After their marriage, the couple settled at the White House plantation, a Custis estate on the Pamunkey River in New Kent County, Virginia. After the couple had lived at the White House for more than two years, John Custis purchased the Abingdon plantation in Fairfax County, Virginia (now in Arlington County, Virginia), into which the couple settled during the winter of 1778–1779.

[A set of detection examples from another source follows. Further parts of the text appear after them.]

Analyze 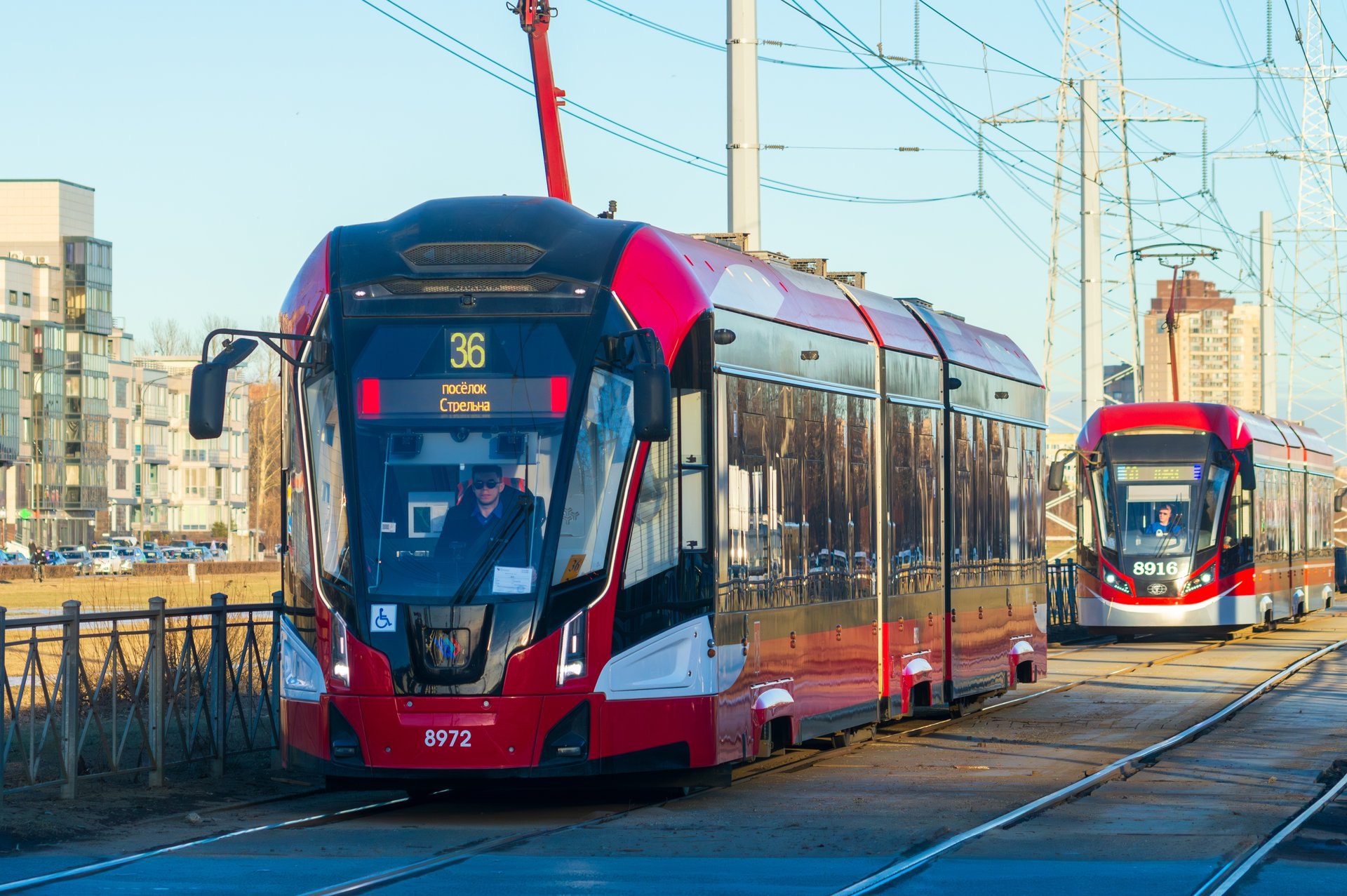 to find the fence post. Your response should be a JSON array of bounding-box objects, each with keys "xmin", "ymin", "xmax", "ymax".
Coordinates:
[
  {"xmin": 60, "ymin": 601, "xmax": 79, "ymax": 799},
  {"xmin": 0, "ymin": 606, "xmax": 6, "ymax": 803},
  {"xmin": 149, "ymin": 597, "xmax": 168, "ymax": 787},
  {"xmin": 210, "ymin": 591, "xmax": 229, "ymax": 777},
  {"xmin": 270, "ymin": 590, "xmax": 286, "ymax": 769}
]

Eleanor and John had seven children:
unnamed daughter (1775–1775), died shortly after birth
Elizabeth Parke Custis Law, "Eliza" (1776–1831), married Thomas Law
Martha Parke Custis Peter, "Patsy" (1777–1854), married Thomas Peter
Eleanor Parke Custis Lewis, "Nelly" (1779–1852), married Lawrence Lewis
unnamed twin daughters (1780–1780), died three weeks after birth
George Washington Parke Custis, "Wash" (1781–1857), married Mary Lee Fitzhugh
In 1781, John died of "camp fever", believed to be typhus, following the Siege of Yorktown. Eleanor's two elder daughters, Elizabeth and Martha, continued to live with her at the Abingdon plantation. She sent her two younger children, Eleanor and George, to Mount Vernon to live with their grandmother, Martha Washington, and her husband George Washington, future president. John died intestate, so his widow was granted a dower third, the lifetime use of one-third of the Custis estate assets, including its more than 300 slaves. The balance of the John Parke Custis estate was held in trust for the children of John and Eleanor. The estate was distributed as the daughters married and the son reached his majority while Calvert's share was held by her for her use until her death.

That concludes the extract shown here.